Após protestos, Hong Kong suspende proposta sobre extradições para a China
A população de Hong Kong, região especial da China, teme que a lei de extradição possa ser usada contra opositores
AFP
Publicado em 15 de junho de 2019 às 09h17.
Última atualização em 15 de junho de 2019 às 09h18.
O governo pró-Pequim de Hong Kong suspendeu, neste sábado, 15, o projeto de lei sobre extradições para a China, pressionado pelas manifestações da oposição, que decidiu manter a mobilização até a retirada total do texto.
"O governo decidiu suspender o procedimento de emenda legislativa, reativar nossa comunicação com todos os setores da sociedade, trabalhar mais (...) e ouvir as diferentes visões da sociedade", disse Carrie Lam, chefe do Executivo.
A China expressou apoio à decisão. "Nós apoiamos, respeitamos e compreendemos esta decisão", afirmou um porta-voz do ministério das Relações Exteriores, Geng Shuang, em um comunicado.
Pouco depois do anúncio oficial, os líderes dos protestos informaram que vão manter a manifestação prevista para o domingo, 16.
"Temos de dizer ao governo que o povo de Hong Kong persistirá e manterá seus protestos até que o Executivo retire a lei", disse Jimmy Sham, da Frente Civil de Direitos Humanos.
Em 1997, o Reino Unido transferiu a soberania desta colônia para a China, com um status político e econômico especial.
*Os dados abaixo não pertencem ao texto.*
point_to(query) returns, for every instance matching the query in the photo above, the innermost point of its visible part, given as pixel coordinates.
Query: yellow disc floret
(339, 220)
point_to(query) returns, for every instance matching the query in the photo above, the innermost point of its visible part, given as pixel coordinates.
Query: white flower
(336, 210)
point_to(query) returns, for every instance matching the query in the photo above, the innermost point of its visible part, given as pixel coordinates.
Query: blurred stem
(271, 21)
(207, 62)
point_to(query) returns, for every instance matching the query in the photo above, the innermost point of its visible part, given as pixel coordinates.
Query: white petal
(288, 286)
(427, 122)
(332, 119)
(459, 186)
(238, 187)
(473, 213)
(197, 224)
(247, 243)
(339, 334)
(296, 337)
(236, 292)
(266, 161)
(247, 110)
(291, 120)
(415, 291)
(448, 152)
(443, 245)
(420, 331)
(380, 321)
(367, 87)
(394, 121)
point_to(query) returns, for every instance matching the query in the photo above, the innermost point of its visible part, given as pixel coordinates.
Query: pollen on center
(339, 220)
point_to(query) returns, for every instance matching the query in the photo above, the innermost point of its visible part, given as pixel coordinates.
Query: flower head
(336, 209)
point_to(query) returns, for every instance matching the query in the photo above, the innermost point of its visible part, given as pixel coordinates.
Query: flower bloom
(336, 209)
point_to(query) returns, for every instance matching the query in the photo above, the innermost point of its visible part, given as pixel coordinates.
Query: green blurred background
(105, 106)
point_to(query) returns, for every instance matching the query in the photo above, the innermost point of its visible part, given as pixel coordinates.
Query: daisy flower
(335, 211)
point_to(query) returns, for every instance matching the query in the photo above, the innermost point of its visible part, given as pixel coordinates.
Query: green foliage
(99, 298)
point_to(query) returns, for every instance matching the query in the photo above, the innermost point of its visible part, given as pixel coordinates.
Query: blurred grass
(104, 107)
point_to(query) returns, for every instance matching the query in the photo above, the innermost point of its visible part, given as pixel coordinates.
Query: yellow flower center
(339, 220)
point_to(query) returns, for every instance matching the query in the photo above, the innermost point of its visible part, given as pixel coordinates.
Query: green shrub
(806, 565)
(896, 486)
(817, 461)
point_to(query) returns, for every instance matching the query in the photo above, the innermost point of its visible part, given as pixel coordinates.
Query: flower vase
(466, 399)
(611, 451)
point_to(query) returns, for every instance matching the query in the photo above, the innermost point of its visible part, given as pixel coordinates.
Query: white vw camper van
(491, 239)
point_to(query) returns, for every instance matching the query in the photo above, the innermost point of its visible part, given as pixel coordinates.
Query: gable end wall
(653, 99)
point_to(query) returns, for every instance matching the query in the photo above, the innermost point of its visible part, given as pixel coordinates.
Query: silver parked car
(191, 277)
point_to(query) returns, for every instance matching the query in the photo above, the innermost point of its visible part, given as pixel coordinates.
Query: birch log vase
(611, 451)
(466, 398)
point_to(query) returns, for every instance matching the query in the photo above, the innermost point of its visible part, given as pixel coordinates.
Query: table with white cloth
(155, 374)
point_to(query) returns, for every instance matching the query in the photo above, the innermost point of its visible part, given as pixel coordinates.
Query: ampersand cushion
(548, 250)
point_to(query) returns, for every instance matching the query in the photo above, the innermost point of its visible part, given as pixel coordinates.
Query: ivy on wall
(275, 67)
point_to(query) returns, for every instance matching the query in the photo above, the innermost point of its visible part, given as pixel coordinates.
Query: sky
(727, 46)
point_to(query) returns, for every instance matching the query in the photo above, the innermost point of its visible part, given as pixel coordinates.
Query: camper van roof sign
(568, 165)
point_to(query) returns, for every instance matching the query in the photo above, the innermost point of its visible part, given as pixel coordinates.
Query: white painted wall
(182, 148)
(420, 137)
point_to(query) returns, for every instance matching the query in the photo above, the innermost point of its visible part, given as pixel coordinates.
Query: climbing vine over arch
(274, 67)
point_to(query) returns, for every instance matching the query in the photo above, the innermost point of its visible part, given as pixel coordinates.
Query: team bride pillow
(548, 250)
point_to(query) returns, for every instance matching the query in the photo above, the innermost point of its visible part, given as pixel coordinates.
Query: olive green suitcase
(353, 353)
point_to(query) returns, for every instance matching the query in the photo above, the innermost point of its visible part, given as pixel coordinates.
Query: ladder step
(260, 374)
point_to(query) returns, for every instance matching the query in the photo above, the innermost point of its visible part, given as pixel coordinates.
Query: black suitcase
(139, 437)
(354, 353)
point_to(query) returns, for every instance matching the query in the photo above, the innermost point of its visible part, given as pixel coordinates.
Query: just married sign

Este território, um centro financeiro internacional, registrou cenas de grande violência na quarta-feira, quando a polícia de choque dispersou com gás lacrimogêneo e balas de borracha dezenas de milhares de manifestantes.
Três dias antes, uma manifestação gigantesca de um milhão de pessoas exigiu a extinção da lei que, segundo seus críticos, deixaria as pessoas à mercê do sistema judicial da China continental, opaco e sob a influência do Partido Comunista.
A nova manifestação aumentou a pressão sob Lam, mesmo dentro de suas fileiras, onde algumas vozes lhe pediram para recuar.
Neste sábado, em coletiva de imprensa, a chefe do governo local anunciou a suspensão do projeto, afirmando que não havia data definida para reintroduzi-lo.
"O conselho vai parar de trabalhar no projeto de lei até que tenhamos completado nossas explicações e ouvido as opiniões", disse. "Não pretendemos estabelecer um prazo para este trabalho", acrescentou.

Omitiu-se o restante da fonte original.